Cuando los esclavos llegaron a América, inicialmente se enfrentaron a una pérdida de identidad ya que cuando hacían la travesía del «Pasaje Medio» (así le llamaban al traslado de África a América), sus cabezas a menudo eran afeitadas por razones sanitarias. Pero, a pesar de la dolorosa travesía, aún traían en su mente los Antiguos patrones de trenzado de cabello.
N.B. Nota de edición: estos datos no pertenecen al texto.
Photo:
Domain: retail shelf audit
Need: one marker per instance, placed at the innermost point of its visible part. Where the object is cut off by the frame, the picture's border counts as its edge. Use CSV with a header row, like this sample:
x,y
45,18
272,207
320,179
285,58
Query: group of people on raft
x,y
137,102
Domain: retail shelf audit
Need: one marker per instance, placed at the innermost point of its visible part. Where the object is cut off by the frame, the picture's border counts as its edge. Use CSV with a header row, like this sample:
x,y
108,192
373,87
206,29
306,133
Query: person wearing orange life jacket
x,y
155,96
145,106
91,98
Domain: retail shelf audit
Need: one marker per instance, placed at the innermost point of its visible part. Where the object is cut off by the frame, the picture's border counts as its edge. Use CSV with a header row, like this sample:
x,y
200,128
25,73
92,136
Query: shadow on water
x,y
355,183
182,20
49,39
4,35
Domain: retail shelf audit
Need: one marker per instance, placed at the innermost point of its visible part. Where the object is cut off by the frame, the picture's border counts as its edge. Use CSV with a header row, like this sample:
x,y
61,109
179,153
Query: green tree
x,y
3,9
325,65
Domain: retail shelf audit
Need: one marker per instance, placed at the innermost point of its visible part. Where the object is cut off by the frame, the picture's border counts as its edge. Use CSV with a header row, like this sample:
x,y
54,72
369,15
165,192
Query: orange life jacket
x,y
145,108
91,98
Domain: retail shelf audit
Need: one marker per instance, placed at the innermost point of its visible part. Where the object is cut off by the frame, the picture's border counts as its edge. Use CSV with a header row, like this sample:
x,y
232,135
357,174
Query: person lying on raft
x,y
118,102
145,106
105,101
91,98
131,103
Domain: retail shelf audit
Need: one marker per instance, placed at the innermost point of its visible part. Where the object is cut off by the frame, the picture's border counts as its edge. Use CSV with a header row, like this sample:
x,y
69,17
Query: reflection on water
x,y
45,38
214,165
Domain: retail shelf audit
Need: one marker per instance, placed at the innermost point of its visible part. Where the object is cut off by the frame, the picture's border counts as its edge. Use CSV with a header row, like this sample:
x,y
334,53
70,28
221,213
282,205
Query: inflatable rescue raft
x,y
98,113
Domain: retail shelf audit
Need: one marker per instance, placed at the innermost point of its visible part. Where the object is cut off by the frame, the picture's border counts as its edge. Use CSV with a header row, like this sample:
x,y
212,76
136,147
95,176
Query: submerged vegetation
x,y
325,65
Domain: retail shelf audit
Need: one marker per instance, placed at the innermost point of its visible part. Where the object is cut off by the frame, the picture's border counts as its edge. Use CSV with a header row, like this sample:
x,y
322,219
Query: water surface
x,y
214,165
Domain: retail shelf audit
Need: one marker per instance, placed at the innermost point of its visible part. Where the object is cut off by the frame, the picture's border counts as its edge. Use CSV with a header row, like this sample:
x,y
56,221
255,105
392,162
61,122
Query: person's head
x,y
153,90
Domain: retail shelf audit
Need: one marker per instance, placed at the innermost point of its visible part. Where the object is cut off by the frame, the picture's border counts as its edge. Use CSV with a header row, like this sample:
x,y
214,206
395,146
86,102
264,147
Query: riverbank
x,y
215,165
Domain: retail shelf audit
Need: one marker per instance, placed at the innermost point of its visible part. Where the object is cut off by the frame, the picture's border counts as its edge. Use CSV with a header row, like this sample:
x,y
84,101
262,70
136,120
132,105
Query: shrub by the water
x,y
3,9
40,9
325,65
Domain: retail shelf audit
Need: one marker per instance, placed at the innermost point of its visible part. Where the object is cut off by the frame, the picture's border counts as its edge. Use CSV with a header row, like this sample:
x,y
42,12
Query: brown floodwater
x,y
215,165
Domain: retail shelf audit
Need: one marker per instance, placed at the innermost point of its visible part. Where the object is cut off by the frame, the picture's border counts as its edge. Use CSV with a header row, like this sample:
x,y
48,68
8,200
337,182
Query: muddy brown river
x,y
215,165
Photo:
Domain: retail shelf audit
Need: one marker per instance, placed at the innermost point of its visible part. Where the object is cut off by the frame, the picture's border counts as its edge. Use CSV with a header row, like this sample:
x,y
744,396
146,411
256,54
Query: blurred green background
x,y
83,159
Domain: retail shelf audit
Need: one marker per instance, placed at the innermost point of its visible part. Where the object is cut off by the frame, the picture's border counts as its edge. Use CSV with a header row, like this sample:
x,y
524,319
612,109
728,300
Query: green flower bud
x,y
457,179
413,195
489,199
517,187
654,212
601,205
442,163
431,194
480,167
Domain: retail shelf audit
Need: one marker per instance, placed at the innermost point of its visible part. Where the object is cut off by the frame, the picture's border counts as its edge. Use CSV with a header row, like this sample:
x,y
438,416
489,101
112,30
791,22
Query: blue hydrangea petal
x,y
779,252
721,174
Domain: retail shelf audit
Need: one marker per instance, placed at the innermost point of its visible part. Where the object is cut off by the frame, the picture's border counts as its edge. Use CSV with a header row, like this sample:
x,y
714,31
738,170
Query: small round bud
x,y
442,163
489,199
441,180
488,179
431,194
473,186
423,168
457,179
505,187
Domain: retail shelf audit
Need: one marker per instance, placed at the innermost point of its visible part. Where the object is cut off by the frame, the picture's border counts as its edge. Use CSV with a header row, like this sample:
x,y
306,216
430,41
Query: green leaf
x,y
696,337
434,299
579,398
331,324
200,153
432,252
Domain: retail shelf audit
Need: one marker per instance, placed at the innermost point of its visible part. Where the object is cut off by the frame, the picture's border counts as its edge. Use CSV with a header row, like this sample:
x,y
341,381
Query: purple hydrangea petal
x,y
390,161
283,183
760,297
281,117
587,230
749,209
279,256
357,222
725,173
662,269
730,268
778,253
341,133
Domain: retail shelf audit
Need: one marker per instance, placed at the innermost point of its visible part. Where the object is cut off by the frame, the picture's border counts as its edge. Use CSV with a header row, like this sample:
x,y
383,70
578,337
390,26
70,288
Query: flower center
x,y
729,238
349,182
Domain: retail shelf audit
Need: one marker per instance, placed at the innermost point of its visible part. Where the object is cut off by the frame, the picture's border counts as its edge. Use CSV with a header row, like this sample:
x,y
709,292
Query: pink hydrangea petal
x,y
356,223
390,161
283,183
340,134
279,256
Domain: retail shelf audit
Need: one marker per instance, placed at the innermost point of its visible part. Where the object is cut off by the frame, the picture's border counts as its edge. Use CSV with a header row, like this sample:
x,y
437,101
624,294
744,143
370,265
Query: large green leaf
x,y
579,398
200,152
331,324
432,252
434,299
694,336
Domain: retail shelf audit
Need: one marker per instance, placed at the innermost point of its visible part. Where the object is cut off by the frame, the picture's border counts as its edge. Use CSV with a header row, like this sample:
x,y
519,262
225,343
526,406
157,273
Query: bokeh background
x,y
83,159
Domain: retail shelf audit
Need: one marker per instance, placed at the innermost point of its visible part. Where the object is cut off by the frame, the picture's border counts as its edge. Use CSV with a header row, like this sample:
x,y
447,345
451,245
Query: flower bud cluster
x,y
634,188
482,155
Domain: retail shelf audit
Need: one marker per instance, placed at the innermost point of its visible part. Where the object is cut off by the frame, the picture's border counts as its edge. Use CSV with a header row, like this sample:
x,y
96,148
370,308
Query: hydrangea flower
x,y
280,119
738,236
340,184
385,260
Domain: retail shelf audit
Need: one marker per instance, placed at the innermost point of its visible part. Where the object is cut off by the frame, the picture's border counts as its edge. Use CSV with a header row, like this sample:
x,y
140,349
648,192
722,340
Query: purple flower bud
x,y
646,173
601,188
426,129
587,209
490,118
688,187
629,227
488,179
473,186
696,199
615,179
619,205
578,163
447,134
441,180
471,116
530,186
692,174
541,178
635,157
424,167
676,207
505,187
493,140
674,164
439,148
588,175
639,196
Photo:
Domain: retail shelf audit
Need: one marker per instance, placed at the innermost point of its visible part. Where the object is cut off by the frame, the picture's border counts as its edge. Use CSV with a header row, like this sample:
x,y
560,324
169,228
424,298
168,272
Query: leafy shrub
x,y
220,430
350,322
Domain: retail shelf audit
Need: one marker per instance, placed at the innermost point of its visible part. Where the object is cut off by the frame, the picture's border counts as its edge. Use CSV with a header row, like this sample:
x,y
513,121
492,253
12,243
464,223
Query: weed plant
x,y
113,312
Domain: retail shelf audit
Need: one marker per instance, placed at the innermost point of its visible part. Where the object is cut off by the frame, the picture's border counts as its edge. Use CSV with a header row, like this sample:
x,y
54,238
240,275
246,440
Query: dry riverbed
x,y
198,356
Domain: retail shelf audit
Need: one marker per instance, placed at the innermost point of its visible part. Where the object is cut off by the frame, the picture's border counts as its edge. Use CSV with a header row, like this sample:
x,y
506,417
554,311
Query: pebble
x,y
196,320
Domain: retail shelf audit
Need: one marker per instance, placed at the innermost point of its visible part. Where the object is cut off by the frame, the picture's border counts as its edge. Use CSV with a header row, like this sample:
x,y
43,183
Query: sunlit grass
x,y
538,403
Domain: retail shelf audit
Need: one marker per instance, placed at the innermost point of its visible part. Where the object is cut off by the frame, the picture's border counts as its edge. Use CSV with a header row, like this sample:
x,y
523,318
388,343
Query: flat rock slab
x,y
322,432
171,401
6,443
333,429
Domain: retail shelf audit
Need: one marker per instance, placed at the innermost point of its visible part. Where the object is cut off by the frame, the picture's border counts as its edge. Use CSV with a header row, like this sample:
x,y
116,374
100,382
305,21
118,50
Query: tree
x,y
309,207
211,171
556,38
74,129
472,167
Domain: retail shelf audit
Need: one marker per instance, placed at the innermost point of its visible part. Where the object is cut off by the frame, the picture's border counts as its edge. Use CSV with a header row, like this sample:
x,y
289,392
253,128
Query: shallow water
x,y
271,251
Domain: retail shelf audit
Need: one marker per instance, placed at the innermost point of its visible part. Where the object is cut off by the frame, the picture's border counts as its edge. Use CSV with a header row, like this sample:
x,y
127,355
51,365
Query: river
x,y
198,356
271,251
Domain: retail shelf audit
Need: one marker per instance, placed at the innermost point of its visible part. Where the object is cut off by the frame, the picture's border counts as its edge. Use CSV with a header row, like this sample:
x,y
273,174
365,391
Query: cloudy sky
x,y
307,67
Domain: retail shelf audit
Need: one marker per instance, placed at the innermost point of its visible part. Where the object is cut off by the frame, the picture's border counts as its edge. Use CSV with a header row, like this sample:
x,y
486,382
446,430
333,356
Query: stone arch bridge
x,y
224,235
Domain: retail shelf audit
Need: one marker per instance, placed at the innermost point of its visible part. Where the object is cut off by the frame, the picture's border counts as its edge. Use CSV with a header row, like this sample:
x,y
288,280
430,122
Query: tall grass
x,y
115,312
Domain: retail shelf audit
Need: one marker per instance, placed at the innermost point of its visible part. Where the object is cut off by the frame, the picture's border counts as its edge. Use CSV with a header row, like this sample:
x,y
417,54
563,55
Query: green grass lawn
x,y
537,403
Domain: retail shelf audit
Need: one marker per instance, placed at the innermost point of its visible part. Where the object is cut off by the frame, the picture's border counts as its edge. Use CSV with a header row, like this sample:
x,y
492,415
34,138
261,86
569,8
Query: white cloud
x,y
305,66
Este conocimiento fue utilizado por las mujeres que paralelo al trabajo de emancipación, haciendo trenzas, jugaron un papel fundamental en las rutas escapistas de las haciendas: en sus cabezas trenzadas tejían los mapas que luego servían de guía en su largo y tortuoso camino hacia la libertad.

Dado que a los esclavos rara vez se les daba el privilegio de escribir o incluso si lo tenían, este tipo de mensajes o mapas en las manos equivocadas podrían crear muchos problemas para las personas en cuestión, los trenzados eran la manera perfecta de hacerlo.

Como podemos ver, los africanos veían a las trenzas no solo como una manera de estar conectados a su herencia, sino también como una herramienta para aseverar su independencia.